The bluetooth works great otherwise. It always auto connects, Bluetooth audio works flawlessly, it's just the mic issues. I've tried two other phones and the same thing. I replaced the mic late last night and it was working fine with the new one when I tested it in the driveway. This morning the issue came back.

The only thing I can think of is the Mic port has a bad connection or there's an issue with the radio itself. Does anyone know if there's a firmware update? any other ideas? 

Thanks,


----------



## The Car Audio Chronicles (May 1, 2015)

qwank said:


> I've had my radio for about 8 months now. When I first installed it back in October everything worked great, for two months. It then sat over the winter and when I drove the car again in March the Microphone stopped working. Voice calling doesn't work and when I get a call the caller can't hear me.
> 
> The bluetooth works great otherwise. It always auto connects, Bluetooth audio works flawlessly, it's just the mic issues. I've tried two other phones and the same thing. I replaced the mic late last night and it was working fine with the new one when I tested it in the driveway. This morning the issue came back.
> 
> ...


Have you tried duplicating the problem with a different phone to eliminate your phone as the problem?


----------



## qwank (Aug 4, 2013)

Yes, I tried two other phones


----------



## The Car Audio Chronicles (May 1, 2015)

qwank said:


> Yes, I tried two other phones


Looks like the only thing left to do is swap out the head unit. If you buy another one from a brick and mortar retailer with a good return policy you can at least use their radio to troubleshoot for a couple of days. 

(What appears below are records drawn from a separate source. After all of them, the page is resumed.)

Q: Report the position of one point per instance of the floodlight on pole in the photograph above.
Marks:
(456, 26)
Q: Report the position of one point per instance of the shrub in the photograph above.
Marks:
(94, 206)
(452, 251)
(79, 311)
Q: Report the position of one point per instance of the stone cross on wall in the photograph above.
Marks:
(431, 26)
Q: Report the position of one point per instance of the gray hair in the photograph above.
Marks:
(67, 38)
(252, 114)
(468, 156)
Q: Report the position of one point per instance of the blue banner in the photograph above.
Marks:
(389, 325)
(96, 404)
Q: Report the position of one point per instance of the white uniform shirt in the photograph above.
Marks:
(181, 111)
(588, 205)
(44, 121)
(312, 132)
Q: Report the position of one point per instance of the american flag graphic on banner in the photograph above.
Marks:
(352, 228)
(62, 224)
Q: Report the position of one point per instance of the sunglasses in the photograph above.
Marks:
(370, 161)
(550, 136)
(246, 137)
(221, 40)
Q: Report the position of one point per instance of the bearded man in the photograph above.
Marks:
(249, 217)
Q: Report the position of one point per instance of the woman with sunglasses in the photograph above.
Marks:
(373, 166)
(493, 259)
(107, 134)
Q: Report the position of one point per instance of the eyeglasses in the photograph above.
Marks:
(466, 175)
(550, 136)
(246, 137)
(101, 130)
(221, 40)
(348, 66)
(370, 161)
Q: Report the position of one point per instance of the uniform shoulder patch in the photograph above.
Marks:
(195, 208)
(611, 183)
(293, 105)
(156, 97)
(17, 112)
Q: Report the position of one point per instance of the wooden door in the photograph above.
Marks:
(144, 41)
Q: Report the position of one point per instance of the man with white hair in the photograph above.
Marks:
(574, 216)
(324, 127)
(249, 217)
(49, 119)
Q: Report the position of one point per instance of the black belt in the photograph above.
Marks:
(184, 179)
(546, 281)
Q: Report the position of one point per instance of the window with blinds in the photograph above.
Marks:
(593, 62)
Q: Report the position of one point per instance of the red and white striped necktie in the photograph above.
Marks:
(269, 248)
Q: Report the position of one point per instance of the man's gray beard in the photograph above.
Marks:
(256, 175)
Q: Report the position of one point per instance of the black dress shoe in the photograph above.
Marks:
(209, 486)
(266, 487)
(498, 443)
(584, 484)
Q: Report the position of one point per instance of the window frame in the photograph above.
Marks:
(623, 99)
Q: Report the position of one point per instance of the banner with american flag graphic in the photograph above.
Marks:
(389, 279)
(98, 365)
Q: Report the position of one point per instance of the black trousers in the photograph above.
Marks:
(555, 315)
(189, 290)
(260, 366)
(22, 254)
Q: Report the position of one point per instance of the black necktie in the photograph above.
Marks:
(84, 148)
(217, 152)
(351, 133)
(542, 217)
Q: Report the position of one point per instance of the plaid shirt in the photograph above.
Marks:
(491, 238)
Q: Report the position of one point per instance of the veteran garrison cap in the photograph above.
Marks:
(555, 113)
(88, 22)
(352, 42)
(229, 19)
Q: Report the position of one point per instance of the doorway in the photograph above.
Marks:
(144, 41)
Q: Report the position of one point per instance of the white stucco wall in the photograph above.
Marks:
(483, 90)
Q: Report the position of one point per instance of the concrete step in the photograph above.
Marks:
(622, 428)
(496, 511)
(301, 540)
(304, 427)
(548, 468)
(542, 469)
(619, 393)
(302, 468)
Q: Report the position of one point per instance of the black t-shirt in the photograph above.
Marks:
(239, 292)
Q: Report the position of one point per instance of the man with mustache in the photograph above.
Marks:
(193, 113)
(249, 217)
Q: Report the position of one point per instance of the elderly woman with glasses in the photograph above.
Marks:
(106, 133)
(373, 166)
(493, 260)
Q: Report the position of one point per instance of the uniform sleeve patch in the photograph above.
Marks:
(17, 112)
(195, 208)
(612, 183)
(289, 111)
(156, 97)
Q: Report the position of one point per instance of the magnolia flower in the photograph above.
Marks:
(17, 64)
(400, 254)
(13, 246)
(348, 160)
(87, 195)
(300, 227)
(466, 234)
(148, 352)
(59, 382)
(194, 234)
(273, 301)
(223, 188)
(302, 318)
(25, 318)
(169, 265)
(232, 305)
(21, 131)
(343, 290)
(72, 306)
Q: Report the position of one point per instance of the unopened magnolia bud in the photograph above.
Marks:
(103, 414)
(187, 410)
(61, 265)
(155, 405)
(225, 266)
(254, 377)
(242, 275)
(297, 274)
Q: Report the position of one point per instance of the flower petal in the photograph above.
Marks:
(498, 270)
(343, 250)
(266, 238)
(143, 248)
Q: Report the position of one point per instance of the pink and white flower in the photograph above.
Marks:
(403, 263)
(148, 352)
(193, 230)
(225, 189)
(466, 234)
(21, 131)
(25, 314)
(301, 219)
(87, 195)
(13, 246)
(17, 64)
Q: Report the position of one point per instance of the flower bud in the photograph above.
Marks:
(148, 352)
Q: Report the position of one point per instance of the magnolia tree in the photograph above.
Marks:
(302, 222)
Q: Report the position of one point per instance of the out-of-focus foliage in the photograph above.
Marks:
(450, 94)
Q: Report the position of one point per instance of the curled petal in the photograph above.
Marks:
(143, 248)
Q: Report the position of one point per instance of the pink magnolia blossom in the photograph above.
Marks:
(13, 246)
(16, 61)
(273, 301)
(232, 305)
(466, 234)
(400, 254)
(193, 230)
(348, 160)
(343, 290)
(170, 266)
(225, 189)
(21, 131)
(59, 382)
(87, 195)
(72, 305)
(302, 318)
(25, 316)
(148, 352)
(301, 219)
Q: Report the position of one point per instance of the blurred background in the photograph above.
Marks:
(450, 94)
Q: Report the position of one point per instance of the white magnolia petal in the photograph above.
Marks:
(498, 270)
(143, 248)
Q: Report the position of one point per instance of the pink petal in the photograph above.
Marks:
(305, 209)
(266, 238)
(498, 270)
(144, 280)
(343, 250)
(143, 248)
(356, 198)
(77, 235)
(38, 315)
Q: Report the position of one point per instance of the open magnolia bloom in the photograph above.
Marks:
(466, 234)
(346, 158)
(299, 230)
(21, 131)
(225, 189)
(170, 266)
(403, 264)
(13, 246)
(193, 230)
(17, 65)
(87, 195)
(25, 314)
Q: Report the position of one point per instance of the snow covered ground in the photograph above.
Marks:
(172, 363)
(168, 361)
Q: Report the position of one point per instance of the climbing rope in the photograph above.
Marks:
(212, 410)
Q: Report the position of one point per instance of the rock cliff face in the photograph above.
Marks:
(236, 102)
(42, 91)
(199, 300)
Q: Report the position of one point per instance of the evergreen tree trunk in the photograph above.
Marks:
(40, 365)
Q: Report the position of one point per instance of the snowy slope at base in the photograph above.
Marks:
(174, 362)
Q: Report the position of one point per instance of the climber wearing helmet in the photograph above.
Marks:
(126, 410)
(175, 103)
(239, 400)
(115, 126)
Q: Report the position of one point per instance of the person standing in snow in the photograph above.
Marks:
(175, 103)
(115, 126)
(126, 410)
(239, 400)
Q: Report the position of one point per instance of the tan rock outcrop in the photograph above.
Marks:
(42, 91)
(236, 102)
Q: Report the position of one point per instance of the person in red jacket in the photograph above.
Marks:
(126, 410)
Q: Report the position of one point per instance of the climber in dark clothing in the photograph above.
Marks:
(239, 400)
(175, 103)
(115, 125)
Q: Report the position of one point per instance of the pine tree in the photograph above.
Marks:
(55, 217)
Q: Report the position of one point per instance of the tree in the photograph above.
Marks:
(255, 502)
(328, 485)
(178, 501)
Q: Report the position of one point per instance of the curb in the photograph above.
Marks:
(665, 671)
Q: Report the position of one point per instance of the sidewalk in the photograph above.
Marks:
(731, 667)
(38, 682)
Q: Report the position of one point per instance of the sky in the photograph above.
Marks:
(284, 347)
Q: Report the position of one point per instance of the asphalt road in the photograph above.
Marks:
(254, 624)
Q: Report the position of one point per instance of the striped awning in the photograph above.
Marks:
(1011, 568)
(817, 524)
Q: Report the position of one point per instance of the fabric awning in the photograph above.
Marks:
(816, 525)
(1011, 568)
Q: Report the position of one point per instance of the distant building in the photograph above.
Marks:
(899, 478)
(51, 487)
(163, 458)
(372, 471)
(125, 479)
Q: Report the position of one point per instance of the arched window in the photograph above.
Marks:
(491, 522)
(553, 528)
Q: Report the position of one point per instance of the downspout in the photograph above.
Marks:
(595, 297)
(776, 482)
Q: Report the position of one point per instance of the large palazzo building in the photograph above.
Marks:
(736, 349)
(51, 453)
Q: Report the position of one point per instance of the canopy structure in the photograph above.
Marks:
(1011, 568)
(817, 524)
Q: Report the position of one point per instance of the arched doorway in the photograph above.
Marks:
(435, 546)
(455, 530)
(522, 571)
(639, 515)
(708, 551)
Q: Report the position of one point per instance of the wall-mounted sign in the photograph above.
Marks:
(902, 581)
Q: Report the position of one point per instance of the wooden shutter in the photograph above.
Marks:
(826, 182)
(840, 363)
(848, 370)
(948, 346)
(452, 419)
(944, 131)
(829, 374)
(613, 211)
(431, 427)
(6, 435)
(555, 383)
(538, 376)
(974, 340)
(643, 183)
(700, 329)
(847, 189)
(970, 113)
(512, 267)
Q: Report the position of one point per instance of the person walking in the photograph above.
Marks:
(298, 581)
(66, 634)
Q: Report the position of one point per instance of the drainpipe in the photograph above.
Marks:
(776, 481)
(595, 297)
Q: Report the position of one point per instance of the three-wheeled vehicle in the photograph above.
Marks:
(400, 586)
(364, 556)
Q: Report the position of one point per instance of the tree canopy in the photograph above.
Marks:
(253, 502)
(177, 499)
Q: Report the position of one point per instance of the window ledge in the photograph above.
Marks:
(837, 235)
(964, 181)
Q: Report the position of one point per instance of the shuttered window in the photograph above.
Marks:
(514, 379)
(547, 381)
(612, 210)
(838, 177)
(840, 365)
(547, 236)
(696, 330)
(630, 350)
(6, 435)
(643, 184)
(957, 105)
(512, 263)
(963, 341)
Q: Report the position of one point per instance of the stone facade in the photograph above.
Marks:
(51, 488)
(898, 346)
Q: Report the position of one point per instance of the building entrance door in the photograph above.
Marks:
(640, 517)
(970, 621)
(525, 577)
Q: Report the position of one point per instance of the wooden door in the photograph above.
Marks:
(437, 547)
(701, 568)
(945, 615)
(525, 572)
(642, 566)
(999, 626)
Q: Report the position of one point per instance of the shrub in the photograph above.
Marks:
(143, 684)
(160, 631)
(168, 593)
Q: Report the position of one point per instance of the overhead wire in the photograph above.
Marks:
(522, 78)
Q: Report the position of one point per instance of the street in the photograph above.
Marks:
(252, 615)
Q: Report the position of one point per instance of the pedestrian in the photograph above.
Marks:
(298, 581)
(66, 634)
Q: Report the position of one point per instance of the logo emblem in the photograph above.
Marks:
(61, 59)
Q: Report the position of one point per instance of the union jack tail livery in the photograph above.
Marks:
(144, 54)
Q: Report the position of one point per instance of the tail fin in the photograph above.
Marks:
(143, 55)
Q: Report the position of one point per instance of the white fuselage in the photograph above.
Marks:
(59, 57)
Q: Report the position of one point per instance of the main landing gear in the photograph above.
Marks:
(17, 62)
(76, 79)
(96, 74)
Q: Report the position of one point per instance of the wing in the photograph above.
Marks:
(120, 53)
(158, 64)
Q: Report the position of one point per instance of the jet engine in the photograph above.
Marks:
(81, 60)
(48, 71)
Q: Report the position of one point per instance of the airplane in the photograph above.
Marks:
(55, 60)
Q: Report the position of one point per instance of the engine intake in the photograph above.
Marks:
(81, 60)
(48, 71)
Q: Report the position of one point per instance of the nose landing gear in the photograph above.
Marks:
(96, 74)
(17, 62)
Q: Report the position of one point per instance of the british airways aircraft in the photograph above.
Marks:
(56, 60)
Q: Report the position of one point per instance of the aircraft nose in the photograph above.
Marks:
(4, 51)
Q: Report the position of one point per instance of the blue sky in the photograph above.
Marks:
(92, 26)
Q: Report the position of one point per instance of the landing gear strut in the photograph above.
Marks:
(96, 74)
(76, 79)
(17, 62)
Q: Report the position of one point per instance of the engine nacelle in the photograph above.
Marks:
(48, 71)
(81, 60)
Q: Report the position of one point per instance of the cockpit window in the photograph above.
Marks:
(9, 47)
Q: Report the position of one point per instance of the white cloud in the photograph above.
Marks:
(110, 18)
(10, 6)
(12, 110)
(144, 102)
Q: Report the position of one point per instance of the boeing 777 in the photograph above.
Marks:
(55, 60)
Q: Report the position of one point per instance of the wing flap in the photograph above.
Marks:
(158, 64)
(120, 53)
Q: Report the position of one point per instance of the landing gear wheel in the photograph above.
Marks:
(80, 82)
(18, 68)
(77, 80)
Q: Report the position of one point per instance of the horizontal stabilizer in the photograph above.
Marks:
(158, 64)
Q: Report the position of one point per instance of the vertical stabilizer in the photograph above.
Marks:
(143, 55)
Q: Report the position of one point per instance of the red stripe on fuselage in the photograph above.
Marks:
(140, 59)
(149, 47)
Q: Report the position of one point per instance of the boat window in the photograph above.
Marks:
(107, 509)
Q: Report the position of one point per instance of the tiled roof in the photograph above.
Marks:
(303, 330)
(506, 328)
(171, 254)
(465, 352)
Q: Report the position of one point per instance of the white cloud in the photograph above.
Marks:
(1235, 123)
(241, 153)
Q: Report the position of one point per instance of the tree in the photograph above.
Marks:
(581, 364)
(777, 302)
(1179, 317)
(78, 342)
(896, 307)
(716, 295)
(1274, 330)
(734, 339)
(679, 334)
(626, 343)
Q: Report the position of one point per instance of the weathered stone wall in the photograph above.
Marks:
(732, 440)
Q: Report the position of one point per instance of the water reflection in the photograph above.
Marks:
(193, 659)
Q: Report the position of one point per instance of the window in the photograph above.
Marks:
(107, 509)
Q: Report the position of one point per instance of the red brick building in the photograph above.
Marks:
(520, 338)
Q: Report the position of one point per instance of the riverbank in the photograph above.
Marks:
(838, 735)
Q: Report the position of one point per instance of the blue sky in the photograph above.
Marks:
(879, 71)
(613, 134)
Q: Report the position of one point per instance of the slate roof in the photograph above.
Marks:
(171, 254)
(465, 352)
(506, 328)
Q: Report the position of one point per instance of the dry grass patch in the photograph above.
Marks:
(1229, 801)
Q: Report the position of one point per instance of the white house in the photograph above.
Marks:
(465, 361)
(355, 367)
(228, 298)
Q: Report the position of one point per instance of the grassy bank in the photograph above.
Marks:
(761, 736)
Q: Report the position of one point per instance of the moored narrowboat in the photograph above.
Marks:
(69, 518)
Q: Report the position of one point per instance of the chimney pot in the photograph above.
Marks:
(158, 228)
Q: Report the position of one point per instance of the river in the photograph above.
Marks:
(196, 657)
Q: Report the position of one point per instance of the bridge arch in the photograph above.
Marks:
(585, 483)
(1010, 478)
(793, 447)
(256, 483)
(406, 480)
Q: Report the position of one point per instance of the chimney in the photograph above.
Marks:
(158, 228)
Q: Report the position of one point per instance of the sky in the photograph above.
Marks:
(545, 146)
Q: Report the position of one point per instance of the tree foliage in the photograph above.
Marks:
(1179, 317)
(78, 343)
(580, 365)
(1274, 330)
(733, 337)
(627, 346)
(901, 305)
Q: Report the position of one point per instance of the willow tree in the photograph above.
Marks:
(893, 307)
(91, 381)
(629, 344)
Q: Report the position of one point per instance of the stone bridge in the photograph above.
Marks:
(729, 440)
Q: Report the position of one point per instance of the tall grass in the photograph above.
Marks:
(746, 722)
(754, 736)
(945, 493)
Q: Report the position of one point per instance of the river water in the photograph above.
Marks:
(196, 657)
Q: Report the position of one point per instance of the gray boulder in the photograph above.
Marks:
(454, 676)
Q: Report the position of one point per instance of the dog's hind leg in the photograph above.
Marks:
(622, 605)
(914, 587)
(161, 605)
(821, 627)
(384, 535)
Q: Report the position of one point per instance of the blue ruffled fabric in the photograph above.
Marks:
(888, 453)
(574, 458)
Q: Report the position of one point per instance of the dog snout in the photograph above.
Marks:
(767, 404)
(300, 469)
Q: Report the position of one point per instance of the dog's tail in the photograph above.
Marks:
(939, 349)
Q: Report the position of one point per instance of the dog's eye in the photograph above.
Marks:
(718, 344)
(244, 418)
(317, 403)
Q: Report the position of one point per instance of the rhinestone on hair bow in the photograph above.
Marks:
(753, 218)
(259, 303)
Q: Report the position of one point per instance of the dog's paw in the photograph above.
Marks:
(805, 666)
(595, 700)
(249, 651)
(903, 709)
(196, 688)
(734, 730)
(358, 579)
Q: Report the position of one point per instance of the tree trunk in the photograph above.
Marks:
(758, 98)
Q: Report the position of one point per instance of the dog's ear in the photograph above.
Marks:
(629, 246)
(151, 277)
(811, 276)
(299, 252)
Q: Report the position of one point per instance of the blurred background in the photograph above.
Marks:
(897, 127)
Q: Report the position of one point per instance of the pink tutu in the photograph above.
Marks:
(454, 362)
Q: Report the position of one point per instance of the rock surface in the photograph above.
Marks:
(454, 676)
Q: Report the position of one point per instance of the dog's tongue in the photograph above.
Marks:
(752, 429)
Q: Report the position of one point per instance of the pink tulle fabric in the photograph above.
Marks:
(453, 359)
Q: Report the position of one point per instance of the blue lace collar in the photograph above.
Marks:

Or I guess if you are still under warranty you can send it in to alpine. Expect a couple months wait before they return your head unit.


----------



## sirbOOm (Jan 24, 2013)

Contact Alpine. You will literally end up talking to an American human being. They'll get the serial number, tell you if you need a firmware update or not.


----------



## qwank (Aug 4, 2013)

thanks guys, I bought it from an Ebay seller so I'm pretty sure it's not covered under Alpine's warranty. Maybe I can still do an update though, I didn't see any updates for this radio on thier website though


----------



## The Car Audio Chronicles (May 1, 2015)

qwank said:


> thanks guys, I bought it from an Ebay seller so I'm pretty sure it's not covered under Alpine's warranty. Maybe I can still do an update though, I didn't see any updates for this radio on thier website though


Let me know if you find an update that fixes it...it would be appreciated


----------



## Cityhunt3r (Feb 26, 2020)

qwank said:


> I've had my radio for about 8 months now. When I first installed it back in October everything worked great, for two months. It then sat over the winter and when I drove the car again in March the Microphone stopped working. Voice calling doesn't work and when I get a call the caller can't hear me.
> 
> The bluetooth works great otherwise. It always auto connects, Bluetooth audio works flawlessly, it's just the mic issues. I've tried two other phones and the same thing. I replaced the mic late last night and it was working fine with the new one when I tested it in the driveway. This morning the issue came back.
> 
> ...


I put the plug into the wrong hole. I had it plugged into auxillarywhichbis a black wire hanging off the top back section of the radio. The correct port is the one above the rem port or the top hole in the center of the back panel of the radio.


----------



## Sawadee Builders (Apr 30, 2021)

Cityhunt3r said:


> I put the plug into the wrong hole. I had it plugged into auxillarywhichbis a black wire hanging off the top back section of the radio. The correct port is the one above the rem port or the top hole in the center of the back panel of the radio.
> View attachment 262439


How was it working before you parked it for the winter?


----------



## dumdum (Feb 27, 2007)

Sawadee Builders said:


> How was it working before you parked it for the winter?


Different username 😉


----------